MDR Class IIa/IIb for clinical AI
The chain hashes the pseudonym, not the patient. That single sentence resolves the apparent collision between MDR Article 10(8) retention, MDCG 2019-11 software qualification, MDR Annex IX clinical evaluation, and GDPR Article 9 special-category-data prohibition. Adjudon does not process health data on its side of the HTTPS boundary; the manufacturer pseudonymises before the trace call, and Adjudon hashes whatever the trace contains. We document this honestly so procurement does not arrive expecting Adjudon-side health-pattern scrubbing that does not exist out of the box.
Scope
This page applies to medical-device manufacturers placing software-as-medical-device on the EU market under the Medical Device Regulation (Regulation (EU) 2017/745) — including manufacturers of in vitro diagnostics under IVDR (Regulation (EU) 2017/746) where the device contains AI-driven decision logic.
Per MDCG 2019-11 Rule 11 of MDR Annex VIII, software intended to provide information used to take decisions with diagnostic or therapeutic purpose is classified at minimum as Class IIa, with most clinical-AI software landing at Class IIa or IIb depending on the harm profile.

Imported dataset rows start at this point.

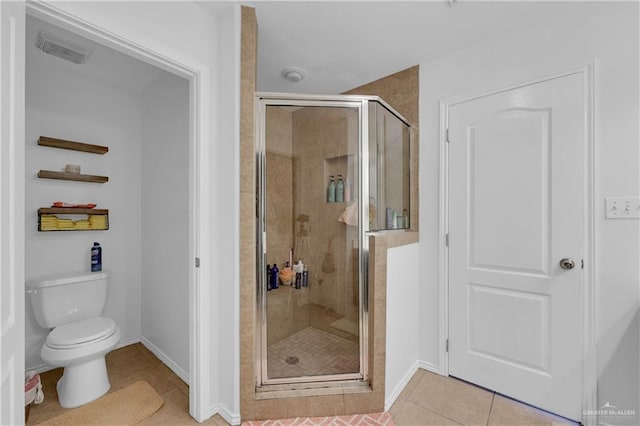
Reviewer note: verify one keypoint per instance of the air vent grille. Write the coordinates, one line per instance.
(54, 45)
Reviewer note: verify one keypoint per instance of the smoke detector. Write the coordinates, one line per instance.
(293, 74)
(54, 45)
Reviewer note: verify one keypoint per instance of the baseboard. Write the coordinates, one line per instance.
(166, 360)
(429, 367)
(390, 399)
(232, 419)
(405, 380)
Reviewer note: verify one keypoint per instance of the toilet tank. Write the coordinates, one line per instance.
(68, 298)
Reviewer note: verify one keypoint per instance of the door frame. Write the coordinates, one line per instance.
(589, 365)
(198, 76)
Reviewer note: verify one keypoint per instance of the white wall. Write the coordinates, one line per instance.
(402, 319)
(165, 221)
(185, 32)
(72, 106)
(609, 36)
(227, 229)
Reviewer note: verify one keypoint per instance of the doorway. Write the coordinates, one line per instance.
(518, 239)
(185, 213)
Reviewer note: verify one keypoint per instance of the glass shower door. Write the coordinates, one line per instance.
(310, 278)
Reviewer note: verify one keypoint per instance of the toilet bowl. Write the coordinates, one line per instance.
(72, 305)
(81, 348)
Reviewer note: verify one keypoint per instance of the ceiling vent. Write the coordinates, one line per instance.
(54, 45)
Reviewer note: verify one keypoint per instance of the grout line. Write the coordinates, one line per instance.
(493, 398)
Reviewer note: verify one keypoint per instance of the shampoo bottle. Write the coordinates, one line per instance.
(96, 258)
(347, 190)
(298, 268)
(269, 277)
(331, 191)
(274, 276)
(340, 190)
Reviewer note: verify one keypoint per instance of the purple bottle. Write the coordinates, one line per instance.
(274, 276)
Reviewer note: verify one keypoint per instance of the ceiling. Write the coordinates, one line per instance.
(343, 44)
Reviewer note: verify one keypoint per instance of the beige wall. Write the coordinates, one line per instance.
(401, 92)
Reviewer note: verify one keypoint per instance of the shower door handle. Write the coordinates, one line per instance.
(567, 264)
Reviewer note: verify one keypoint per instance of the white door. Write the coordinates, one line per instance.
(515, 211)
(12, 30)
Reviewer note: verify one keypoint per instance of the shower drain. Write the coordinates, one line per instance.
(292, 360)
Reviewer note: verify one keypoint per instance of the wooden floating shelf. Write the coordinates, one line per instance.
(75, 146)
(48, 174)
(72, 210)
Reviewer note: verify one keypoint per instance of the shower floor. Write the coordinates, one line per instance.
(312, 352)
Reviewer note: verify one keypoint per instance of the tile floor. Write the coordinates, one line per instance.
(428, 399)
(127, 365)
(431, 399)
(316, 352)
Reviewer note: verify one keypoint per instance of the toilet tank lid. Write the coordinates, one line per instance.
(66, 279)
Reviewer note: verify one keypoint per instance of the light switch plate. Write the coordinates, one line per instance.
(622, 207)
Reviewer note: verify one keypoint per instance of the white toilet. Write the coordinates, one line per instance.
(80, 339)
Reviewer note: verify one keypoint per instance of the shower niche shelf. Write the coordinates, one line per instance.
(73, 212)
(340, 165)
(49, 174)
(74, 146)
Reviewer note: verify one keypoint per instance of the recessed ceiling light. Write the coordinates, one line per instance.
(293, 74)
(56, 46)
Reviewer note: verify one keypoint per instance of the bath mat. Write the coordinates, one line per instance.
(126, 406)
(372, 419)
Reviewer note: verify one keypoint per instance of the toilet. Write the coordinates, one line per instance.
(80, 338)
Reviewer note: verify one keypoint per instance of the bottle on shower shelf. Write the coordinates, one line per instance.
(298, 268)
(269, 272)
(331, 191)
(340, 190)
(274, 276)
(347, 190)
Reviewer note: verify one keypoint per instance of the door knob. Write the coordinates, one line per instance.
(567, 263)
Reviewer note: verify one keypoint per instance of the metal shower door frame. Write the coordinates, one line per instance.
(360, 103)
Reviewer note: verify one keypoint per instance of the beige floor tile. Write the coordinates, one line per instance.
(413, 415)
(404, 395)
(453, 398)
(506, 411)
(173, 412)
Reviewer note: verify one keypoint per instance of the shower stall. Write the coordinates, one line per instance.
(330, 171)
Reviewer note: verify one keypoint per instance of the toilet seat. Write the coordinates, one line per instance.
(80, 333)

Class III is reserved for life-sustaining or implantable AI; Class I is reserved for low-risk, non-decision-driving software.

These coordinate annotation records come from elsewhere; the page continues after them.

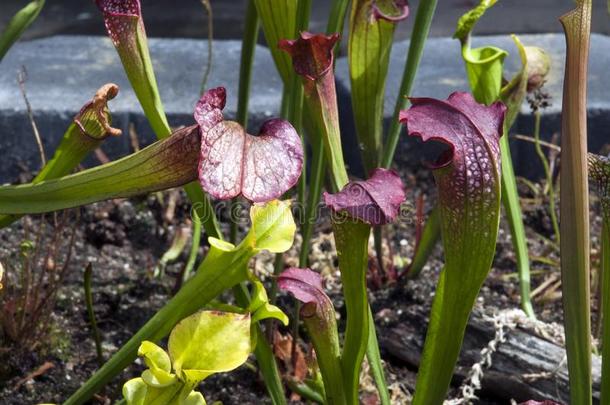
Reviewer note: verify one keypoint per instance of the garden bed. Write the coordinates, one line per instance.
(124, 239)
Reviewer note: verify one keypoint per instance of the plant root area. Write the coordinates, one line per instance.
(48, 351)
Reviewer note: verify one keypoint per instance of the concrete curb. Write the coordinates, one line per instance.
(57, 87)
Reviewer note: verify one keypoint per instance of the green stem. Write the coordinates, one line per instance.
(421, 28)
(91, 313)
(190, 264)
(447, 326)
(374, 357)
(512, 208)
(165, 164)
(306, 391)
(547, 174)
(352, 239)
(574, 206)
(263, 353)
(336, 18)
(248, 47)
(211, 279)
(605, 313)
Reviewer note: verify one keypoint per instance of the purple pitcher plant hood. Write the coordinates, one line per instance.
(375, 201)
(312, 54)
(233, 162)
(472, 131)
(122, 18)
(312, 58)
(306, 286)
(468, 183)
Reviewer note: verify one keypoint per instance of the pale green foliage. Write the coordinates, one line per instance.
(260, 308)
(18, 24)
(467, 22)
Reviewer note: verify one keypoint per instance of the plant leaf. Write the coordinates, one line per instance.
(154, 356)
(89, 128)
(599, 172)
(273, 227)
(372, 24)
(468, 181)
(233, 162)
(18, 24)
(278, 19)
(574, 207)
(484, 66)
(225, 266)
(318, 315)
(125, 27)
(375, 201)
(467, 22)
(312, 58)
(209, 342)
(165, 164)
(260, 308)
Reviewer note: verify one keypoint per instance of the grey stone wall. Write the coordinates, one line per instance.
(65, 71)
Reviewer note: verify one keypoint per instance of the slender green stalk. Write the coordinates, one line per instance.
(88, 130)
(196, 240)
(223, 268)
(263, 352)
(605, 312)
(18, 24)
(374, 357)
(336, 18)
(306, 391)
(164, 164)
(207, 283)
(574, 203)
(512, 208)
(352, 239)
(95, 332)
(547, 174)
(129, 36)
(248, 47)
(421, 28)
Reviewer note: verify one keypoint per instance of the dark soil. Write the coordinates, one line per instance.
(125, 239)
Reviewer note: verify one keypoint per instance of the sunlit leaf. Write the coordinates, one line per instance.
(18, 24)
(278, 18)
(318, 315)
(371, 32)
(90, 127)
(272, 228)
(209, 342)
(574, 207)
(312, 59)
(260, 308)
(125, 26)
(234, 162)
(468, 181)
(375, 201)
(165, 164)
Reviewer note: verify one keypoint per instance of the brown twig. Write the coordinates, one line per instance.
(36, 373)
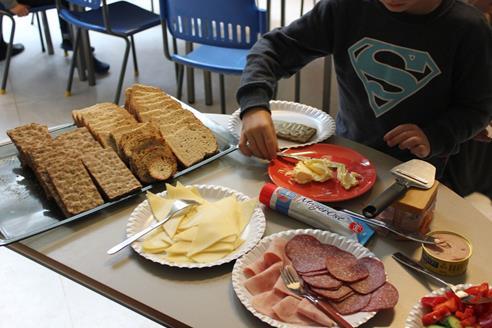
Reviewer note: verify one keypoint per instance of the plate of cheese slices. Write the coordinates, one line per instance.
(296, 124)
(225, 225)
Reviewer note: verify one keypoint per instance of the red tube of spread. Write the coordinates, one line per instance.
(313, 213)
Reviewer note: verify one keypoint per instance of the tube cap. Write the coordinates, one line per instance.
(266, 193)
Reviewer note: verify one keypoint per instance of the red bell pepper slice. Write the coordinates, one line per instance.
(434, 316)
(432, 301)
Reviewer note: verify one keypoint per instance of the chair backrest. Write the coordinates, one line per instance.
(225, 23)
(93, 4)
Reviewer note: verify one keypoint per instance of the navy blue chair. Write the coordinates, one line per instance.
(222, 30)
(120, 19)
(10, 43)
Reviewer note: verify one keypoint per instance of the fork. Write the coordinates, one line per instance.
(292, 282)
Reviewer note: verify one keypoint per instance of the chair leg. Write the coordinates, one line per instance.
(134, 53)
(122, 73)
(222, 94)
(179, 92)
(297, 91)
(47, 34)
(40, 32)
(207, 81)
(8, 56)
(68, 91)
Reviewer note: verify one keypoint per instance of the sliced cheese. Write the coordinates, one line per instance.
(209, 257)
(156, 243)
(180, 192)
(178, 248)
(186, 235)
(160, 206)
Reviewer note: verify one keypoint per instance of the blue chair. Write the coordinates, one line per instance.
(224, 31)
(121, 19)
(6, 13)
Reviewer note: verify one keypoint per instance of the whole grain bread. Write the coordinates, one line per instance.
(192, 143)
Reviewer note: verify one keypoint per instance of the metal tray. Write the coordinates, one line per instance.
(24, 210)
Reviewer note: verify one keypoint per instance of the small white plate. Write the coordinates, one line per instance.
(293, 112)
(326, 237)
(414, 319)
(252, 232)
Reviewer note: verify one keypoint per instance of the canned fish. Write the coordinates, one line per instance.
(450, 256)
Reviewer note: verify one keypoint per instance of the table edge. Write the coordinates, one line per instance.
(97, 287)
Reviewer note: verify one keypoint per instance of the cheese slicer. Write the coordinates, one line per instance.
(414, 173)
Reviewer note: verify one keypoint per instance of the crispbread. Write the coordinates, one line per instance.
(75, 190)
(192, 143)
(76, 141)
(110, 173)
(27, 136)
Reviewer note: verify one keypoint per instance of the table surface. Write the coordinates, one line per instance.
(204, 297)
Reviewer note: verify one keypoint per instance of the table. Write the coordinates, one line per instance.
(205, 298)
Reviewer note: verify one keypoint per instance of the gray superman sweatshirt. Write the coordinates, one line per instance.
(431, 70)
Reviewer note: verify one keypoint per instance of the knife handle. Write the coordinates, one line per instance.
(393, 193)
(332, 313)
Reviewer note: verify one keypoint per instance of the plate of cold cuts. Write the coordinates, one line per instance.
(338, 270)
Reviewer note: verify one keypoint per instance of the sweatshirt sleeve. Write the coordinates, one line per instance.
(471, 106)
(8, 3)
(282, 52)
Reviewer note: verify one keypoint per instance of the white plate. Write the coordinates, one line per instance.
(414, 319)
(238, 278)
(293, 112)
(251, 234)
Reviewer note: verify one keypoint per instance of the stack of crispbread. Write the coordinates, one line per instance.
(110, 173)
(27, 136)
(188, 138)
(102, 119)
(57, 164)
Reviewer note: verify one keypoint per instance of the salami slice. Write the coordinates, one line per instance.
(314, 273)
(352, 304)
(334, 295)
(324, 281)
(344, 266)
(385, 297)
(307, 253)
(376, 278)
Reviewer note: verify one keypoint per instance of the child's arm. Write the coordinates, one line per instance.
(411, 137)
(279, 54)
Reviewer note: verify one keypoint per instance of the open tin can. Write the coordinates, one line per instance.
(450, 257)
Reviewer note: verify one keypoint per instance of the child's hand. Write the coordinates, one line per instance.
(258, 136)
(411, 137)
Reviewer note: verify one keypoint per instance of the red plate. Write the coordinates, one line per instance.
(331, 190)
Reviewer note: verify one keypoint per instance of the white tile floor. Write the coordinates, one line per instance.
(33, 296)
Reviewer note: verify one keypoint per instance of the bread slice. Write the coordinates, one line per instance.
(155, 162)
(76, 193)
(110, 173)
(192, 143)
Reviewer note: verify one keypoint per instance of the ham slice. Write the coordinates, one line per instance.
(264, 302)
(280, 288)
(264, 281)
(310, 311)
(274, 253)
(286, 310)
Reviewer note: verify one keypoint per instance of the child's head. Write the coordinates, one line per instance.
(417, 7)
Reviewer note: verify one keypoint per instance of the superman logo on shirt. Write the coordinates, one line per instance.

Out of scope: non-medical AI (handled at EU AI Act Compliance for Annex III deployers where applicable), and devices that do not qualify as MDSW under MDCG 2019-11 (administrative software, marketing tools, lab-management inventory).
Roles
| Role | Party | MDR / GDPR basis |
|---|---|---|
| Manufacturer | Your medical-device company | MDR Art. 10 |
| Pseudonymisation operator | The manufacturer's clinical pipeline | GDPR Art. 9, Recital 26 |
| ICT third-party service provider | Adjudon | DORA Art. 3(19) (where applicable) |
| Notified body | TÜV SÜD, TÜV Rheinland, DEKRA, BSI Group, et al. | MDR Annex IX |
| Audit-trail evidence supplier | Adjudon | MDR Annex IX clinical-evaluation file |
The notified body conducts the conformity assessment under MDR Annex IX. Adjudon does not interact with the notified body directly — the manufacturer hands the export bundle and the published verify algorithm to the auditor on audit day.

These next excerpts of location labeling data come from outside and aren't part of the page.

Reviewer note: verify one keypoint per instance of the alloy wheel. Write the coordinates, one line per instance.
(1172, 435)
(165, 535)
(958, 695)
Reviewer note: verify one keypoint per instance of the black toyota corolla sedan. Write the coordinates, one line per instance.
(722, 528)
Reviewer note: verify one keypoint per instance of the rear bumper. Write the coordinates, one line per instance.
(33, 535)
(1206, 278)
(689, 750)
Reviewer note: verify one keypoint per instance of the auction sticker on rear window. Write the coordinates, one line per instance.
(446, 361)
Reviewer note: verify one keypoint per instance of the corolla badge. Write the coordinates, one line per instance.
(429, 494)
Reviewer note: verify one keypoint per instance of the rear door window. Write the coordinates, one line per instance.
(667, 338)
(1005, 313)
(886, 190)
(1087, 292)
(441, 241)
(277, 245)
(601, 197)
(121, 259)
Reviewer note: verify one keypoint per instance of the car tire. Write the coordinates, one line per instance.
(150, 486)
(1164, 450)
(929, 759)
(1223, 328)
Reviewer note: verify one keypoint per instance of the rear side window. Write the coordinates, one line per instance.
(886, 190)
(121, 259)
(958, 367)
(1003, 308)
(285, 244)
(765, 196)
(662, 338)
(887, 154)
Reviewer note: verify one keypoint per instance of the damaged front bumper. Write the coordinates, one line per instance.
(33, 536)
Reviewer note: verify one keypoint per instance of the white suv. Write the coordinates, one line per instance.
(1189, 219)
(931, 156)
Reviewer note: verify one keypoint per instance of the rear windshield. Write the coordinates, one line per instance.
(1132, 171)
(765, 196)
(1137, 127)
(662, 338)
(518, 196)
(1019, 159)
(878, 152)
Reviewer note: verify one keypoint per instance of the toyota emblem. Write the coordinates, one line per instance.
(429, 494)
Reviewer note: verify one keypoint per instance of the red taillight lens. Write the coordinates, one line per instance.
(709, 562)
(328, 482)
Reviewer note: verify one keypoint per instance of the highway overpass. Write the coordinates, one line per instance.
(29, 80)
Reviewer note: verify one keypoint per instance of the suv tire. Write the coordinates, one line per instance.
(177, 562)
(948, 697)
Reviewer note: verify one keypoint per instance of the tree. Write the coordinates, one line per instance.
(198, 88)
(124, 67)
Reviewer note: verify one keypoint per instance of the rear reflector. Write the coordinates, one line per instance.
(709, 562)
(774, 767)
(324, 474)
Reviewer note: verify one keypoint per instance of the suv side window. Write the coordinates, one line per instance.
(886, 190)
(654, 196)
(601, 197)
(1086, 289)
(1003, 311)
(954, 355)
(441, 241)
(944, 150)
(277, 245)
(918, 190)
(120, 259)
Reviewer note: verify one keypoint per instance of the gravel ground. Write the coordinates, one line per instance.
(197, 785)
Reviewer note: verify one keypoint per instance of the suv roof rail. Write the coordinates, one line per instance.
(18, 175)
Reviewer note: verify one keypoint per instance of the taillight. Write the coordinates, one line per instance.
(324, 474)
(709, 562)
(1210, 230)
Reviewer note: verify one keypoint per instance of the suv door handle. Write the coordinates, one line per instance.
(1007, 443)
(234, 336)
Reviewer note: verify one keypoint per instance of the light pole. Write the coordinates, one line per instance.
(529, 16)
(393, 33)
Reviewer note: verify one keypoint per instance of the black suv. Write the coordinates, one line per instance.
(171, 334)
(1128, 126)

Article-by-article mapping
| Article / Reference | Requirement | What Adjudon ships | What you do |
|---|---|---|---|
| MDR Art. 10(8) | Manufacturer retention: 10 y non-implantable, 15 y implantable | Organization.dataRetentionDays cap 3,650 days (10 y exactly) | Configure retention; for implantable devices, archive the bundle customer-side for years 11–15 |
| MDR Class IIa/IIb | Conformity assessment per Annex IX | DecisionTrace + HashChainEntry per AI decision; replay-verifiable bundle | Hand the bundle to TÜV / DEKRA / BSI on audit day |
| MDR Annex IX | Clinical evaluation, vigilance, PSURs | Per-decision: confidenceScore, tags, matchedPolicy.name, policyResult.reason, chainHash | Run the evaluation; file the PSUR cycle |
| MDR Art. 87 | Vigilance / serious-incident reporting | Multi-Clock Hub via IncidentClock | File the vigilance report with the competent authority |
| MDCG 2019-11 | Software qualification under MDR/IVDR | 3-pillar Confidence Engine (base / variance / historical) — not the model's self-report | Document the intended-use claim and the evidence chain |
| GDPR Art. 9 | Special-category-data prohibition | PII scrubber (email / IBAN / card / SSN / phone) — no health-specific patterns | Pseudonymise patient data customer-side before POST /api/v1/traces |
| GDPR Recital 26 | Pseudonymous data is personal data with reduced risk | Chain hashes the pseudonym, not the patient | Maintain the linkage table on your side, never on ours |
The audit trail Annex IX expects is a single replayable artefact, not a screenshot of a dashboard. The chain export bundle delivers that artefact; see Evidence below.
The pseudonymisation boundary
The architectural answer to the procurement question "does Adjudon process health data?" is a clean responsibility-split at the HTTPS boundary. The manufacturer's clinical pipeline does steps C1–C4 on its side; Adjudon does steps A1–A4 on its side; the API call is the boundary between them.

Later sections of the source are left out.